N° RG 21/00906 – N° Portalis DBVM-V-B7F-KYIR

N° Minute :

C4

Copie exécutoire délivrée

le :

à

Me Lilia BOUCHAIR

la SELARL LEXAVOUE GRENOBLE – CHAMBERY

AU NOM DU PEUPLE FRANÇAIS

COUR D’APPEL DE GRENOBLE

2ÈME CHAMBRE CIVILE

ARRÊT DU MARDI 07 FEVRIER 2023

Appel d’un Jugement (N° R.G 17/02997) rendu par le tribunal judiciaire de GRENOBLE en date du 18 janvier 2021, suivant déclaration d’appel du 18 Février 2021

APPELANT :

M. [H] [Y]

[Adresse 1]

[Localité 3]

Représenté par Me Lilia BOUCHAIR, avocat au barreau de GRENOBLE

INTIMÉE :

Société AXA FRANCE I.A.R.D. prise en la personne de son représentant légal en exercice domicilié en cette qualité audit siège

[Adresse 2]

[Localité 4]

Représentée par Me Alexis GRIMAUD de la SELARL LEXAVOUE GRENOBLE – CHAMBERY, avocat au barreau de GRENOBLE

COMPOSITION DE LA COUR : LORS DU DÉLIBÉRÉ :

Mme Emmanuèle Cardona, présidente,

M. Frédéric Dumas, vice-président placé, en vertu d’une ordonnance en date du 29 juin 2022 rendue par la première présidente de la cour d’appel de Grenoble,

Mme Anne-Laure Pliskine, conseillère,

DÉBATS :

A l’audience publique du 22 novembre 2022, Frédéric Dumas, vice-président placé, qui a fait son rapport, assisté de Caroline Bertolo, greffière, en présence de Catherine Silvan, greffière stagiaire, a entendu seul les avocats en leurs conclusions, les parties ne s’y étant pas opposées conformément aux dispositions des articles 805 et 907 du code de procédure civile.
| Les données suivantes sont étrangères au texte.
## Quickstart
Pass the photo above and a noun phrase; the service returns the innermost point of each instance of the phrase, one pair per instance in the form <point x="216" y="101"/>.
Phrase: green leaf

Il en a rendu compte à la Cour dans son délibéré et l’arrêt a été rendu à l’audience de ce jour.

FAITS, PROCEDURE ET PRETENTIONS DES PARTIES

M. [H] [Y], propriétaire d’un véhicule Nissan modèle Juke,1.5 DCI Ministry, immatriculé [Immatriculation 5], pour l’avoir acquis en avril 2015 et payé en espèces, a souscrit le 10 juillet 2015 un contrat d’assurance automobile auprès de la société anonyme AXA France I.A.R.D. comprenant la garantie en cas de vol, assortie d’une franchise de 350 euros.

Victime du vol de son véhicule le 25 novembre 2015 le souscripteur a déclaré son sinistre auprès de son assureur.

Dans le cadre de l’instruction du règlement du sinistre la société AXA France I.A.R.D. a soulevé, le 18 février 2016, la nullité du contrat d’assurance en considération d’une fausse déclaration concernant la résiliation du précédent contrat d’assurance de M. [Y] et décliné sa garantie en lui notifiant sa décision par lettre recommandée avec demande d’avis de réception du 18 février 2016.

Par courrier recommandé du 16 juin 2016 le souscripteur a contesté ce refus de prise en charge et la société d’assurance a maintenu son refus de garantie dans sa réponse du 1er août 2016.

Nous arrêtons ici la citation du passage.